In Conversation | Manu San Félix
This year, we are supporting the Ibiza Preservation Foundation (IPF) on a project that is dedicated to the protection of the Posidonia oceanica seagrass in the waters of the Balearic.
Marine biologist and National Geographic photographer, Manu San Félix, who lives in Ibiza, is dedicated to protecting this species. He is working with the IPF on this incredible project that we are honoured to support and be a part of.
Out in Ibiza, we sat down with Manu and learnt more about his passion for Posidonia.
Manu, please tell the world a little bit about the Posidonia seagrass
“The Posidonia is a marine plant, a real living plant with flowers and roots that live beneath the surface of the water in the Mediterranean.”
MANU (Center) chats with LB Founder, Oliver Tomalin (Right) and Face of LB 2019, Toby Huntington-Whiteley (Left)
What makes the Posidonia so special?
“It is very important when it comes to the health of the land here. It is also a carbon sink which is important when fighting climate change. Each square metre of Posidonia releases around 20 metres of oxygen a day, giving oxygen to the entire population of Ibiza, which is just amazing.”
Why should the world take notice of this species?
“Well, we need to preserve the beauty of these islands and recover what we have lost. 50 years ago, this island was a paradise. If we start to change now, in 10 years, we can have back the rich Mediterranean that once existed.”

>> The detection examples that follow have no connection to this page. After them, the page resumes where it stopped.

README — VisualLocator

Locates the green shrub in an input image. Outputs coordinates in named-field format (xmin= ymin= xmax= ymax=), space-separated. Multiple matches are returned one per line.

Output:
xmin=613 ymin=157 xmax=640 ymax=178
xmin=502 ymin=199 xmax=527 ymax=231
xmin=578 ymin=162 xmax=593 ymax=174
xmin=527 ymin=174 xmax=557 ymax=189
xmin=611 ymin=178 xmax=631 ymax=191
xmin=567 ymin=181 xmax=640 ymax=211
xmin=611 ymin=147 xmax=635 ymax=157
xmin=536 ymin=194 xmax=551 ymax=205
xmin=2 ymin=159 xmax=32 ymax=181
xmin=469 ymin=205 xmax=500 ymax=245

Why is the posidonia so important to you?
“When I arrived in Ibiza, 30 years ago, no one was talking about posidonia, no one was talking about what was beneath the surface of the water. Me, I fell in love with the beauty of the island and I realised the importance of the posidonia – and I felt a duty to act.”
What are the main threats facing posidonia?
“The loss of water quality, sewage is flowing into the waters and increasing as populations grow. We can change this if we modernise our facilities. Another threat is climate change, which is more challenging to fight. When days in Ibiza get to 28 degrees, the Posidonia dies – and over the past 2 summers, the temperature has been over 29 degrees for two months. Which is scary.”
Is it correct that boat anchors are responsible for destroying Posidonia?
“Yes, we can destroy in our planet what nature needs centuries to build up. The anchors are destroying vast meadows because people simply don’t know what is beneath the waves.”
Please tell us a little more about this app you have created to help prevent this
“It helps show where boaters can anchor without damaging the seagrass. I realised that everyone lives with a smart phone in hand, so that is where the solution must be. The app will help raise awareness about the posidonia meadows and how we can help protect it.”
What are the next steps?
“For me, it is awareness. I think it is the way to get people to change. We need to give people the knowledge. This is the philosophy of the app.
Now is the moment. Now is the moment we have to realise and have to appreciate with our hearts the importance of nature. We breath thanks to our oceans, and even those living in London, Barcelona or Madrid – still 50% of their oxygen comes from the sea.
Every other breath you take in Ibiza, is from the Posidonia. When children are born here, they take their first breath, and that, that’s Posidonia.”